To tell the LLM about the tool, reference it in your prompt using VS Code’s file reference syntax: #file:ask_questions.py. The LLM will then be able to see the tool’s docstring and understand how to use it.

Example: Deterministic PRD type selection

Apart from the reduction of premium request usage, another advantage is that you can make LLM instructions more predictable (more deterministic) in their interaction with the user for fixed questions.

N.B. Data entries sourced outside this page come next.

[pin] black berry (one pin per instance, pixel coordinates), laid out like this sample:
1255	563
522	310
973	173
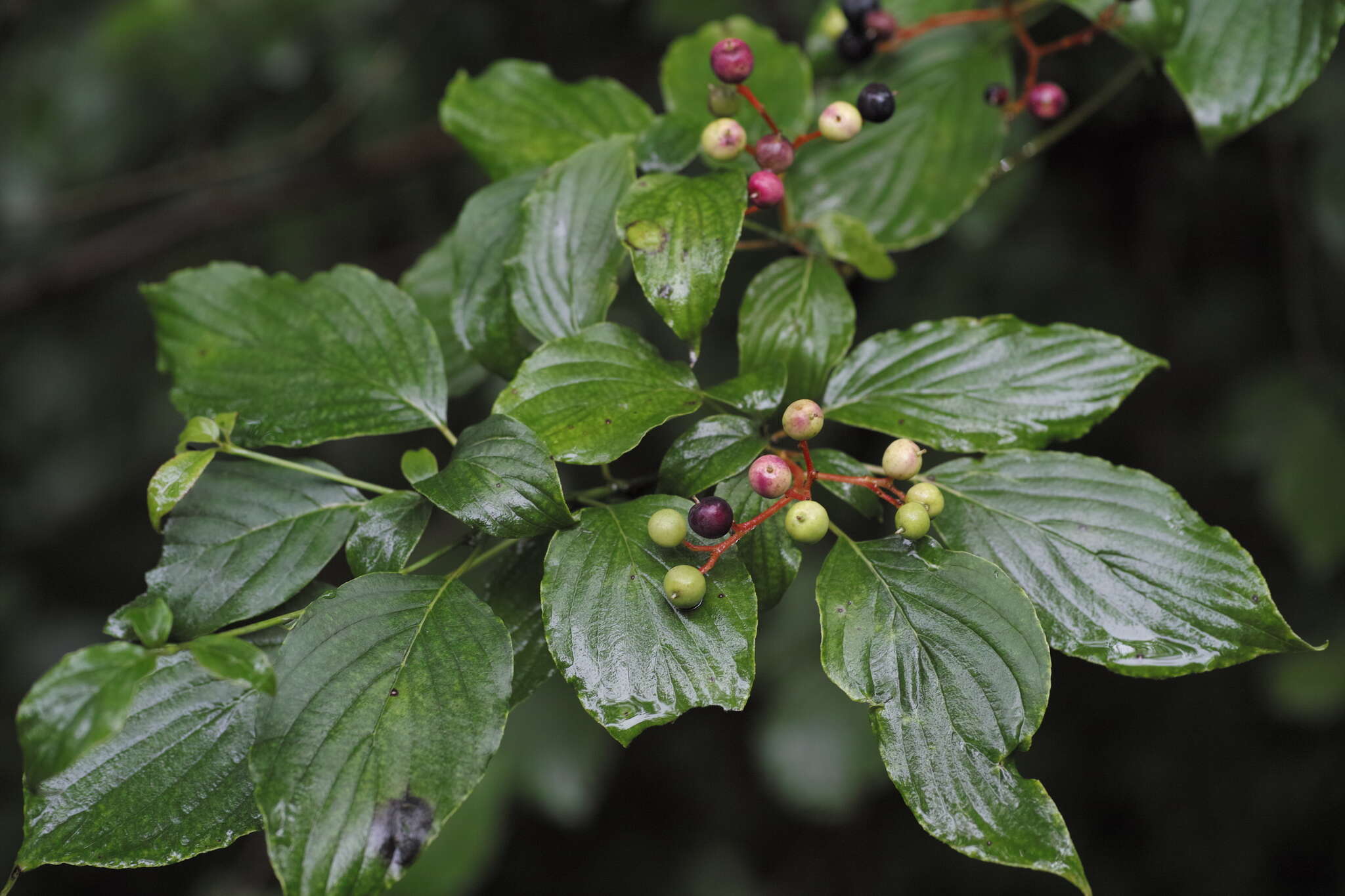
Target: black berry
711	517
876	102
853	46
857	10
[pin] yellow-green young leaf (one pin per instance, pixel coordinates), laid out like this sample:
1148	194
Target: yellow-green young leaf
849	241
910	178
173	784
303	362
151	621
985	385
592	396
245	540
681	233
386	531
634	660
460	288
78	703
174	480
708	453
782	77
568	261
799	312
768	553
948	653
391	699
500	481
1239	61
516	116
1124	572
234	660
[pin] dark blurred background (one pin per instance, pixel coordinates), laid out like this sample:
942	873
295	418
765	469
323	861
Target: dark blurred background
144	136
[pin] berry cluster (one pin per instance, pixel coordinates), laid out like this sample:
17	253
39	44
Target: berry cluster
725	139
776	476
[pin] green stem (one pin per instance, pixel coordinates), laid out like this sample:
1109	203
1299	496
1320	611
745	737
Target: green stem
1070	123
311	471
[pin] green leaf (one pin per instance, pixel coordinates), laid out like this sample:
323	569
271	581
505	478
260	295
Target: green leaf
514	591
234	660
948	653
242	542
767	551
667	146
592	396
849	241
910	178
516	116
565	272
151	621
708	453
634	660
174	480
338	355
757	391
391	699
857	496
1124	571
173	784
681	233
500	481
1239	61
782	77
386	531
460	286
799	312
985	385
78	703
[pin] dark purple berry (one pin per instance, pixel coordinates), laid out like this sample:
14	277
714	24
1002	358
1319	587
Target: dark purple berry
857	10
732	61
996	95
853	46
1047	100
711	517
876	102
775	154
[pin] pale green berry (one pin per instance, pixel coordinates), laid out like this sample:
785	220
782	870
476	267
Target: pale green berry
929	495
912	521
806	522
667	528
724	139
839	121
802	419
685	587
902	459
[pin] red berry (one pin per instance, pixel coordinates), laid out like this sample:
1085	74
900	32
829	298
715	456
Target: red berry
775	154
1047	100
711	517
766	188
732	61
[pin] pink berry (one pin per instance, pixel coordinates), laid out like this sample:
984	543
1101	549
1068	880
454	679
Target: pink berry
775	154
770	476
732	61
1047	100
766	188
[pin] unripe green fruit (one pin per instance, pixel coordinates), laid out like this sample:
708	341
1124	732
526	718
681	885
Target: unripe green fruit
929	495
806	522
667	528
912	521
802	419
902	459
724	139
685	587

For example, you could put the following question specification in file prd-type.yaml:

questions:
  - key: prd_type
    question: "What type of PRD is this?"
    options:
      - value: "Bug Fix"
        description: "Addressing something broken or not working correctly"
      - value: "New Feature"
        description: "Building something that doesn't exist yet"
      - value: "Enhancement"
        description: "Improving an existing feature"
      - value: "Refactor"
        description: "Technical improvements without changing behavior"
      - value: "Integration"
        description: "Connecting with external systems or services"

and tell the LLM to use it by adding to your prompt:

For asking the PRD type, run: python ask_questions.py --spec prd-type.yaml

This ensures consistent, predictable interaction regardless of which LLM model handles the request.

Conclusion

The ask_questions tool provides multiple benefits, among others:

Reduced premium request consumption — Interactive workflows that would normally require multiple back-and-forth exchanges now complete in a single request.
Deterministic user interaction — Fixed question specifications ensure consistent behavior across different models and sessions.

The dependencies are questionary and pyyaml. Full source can be found here.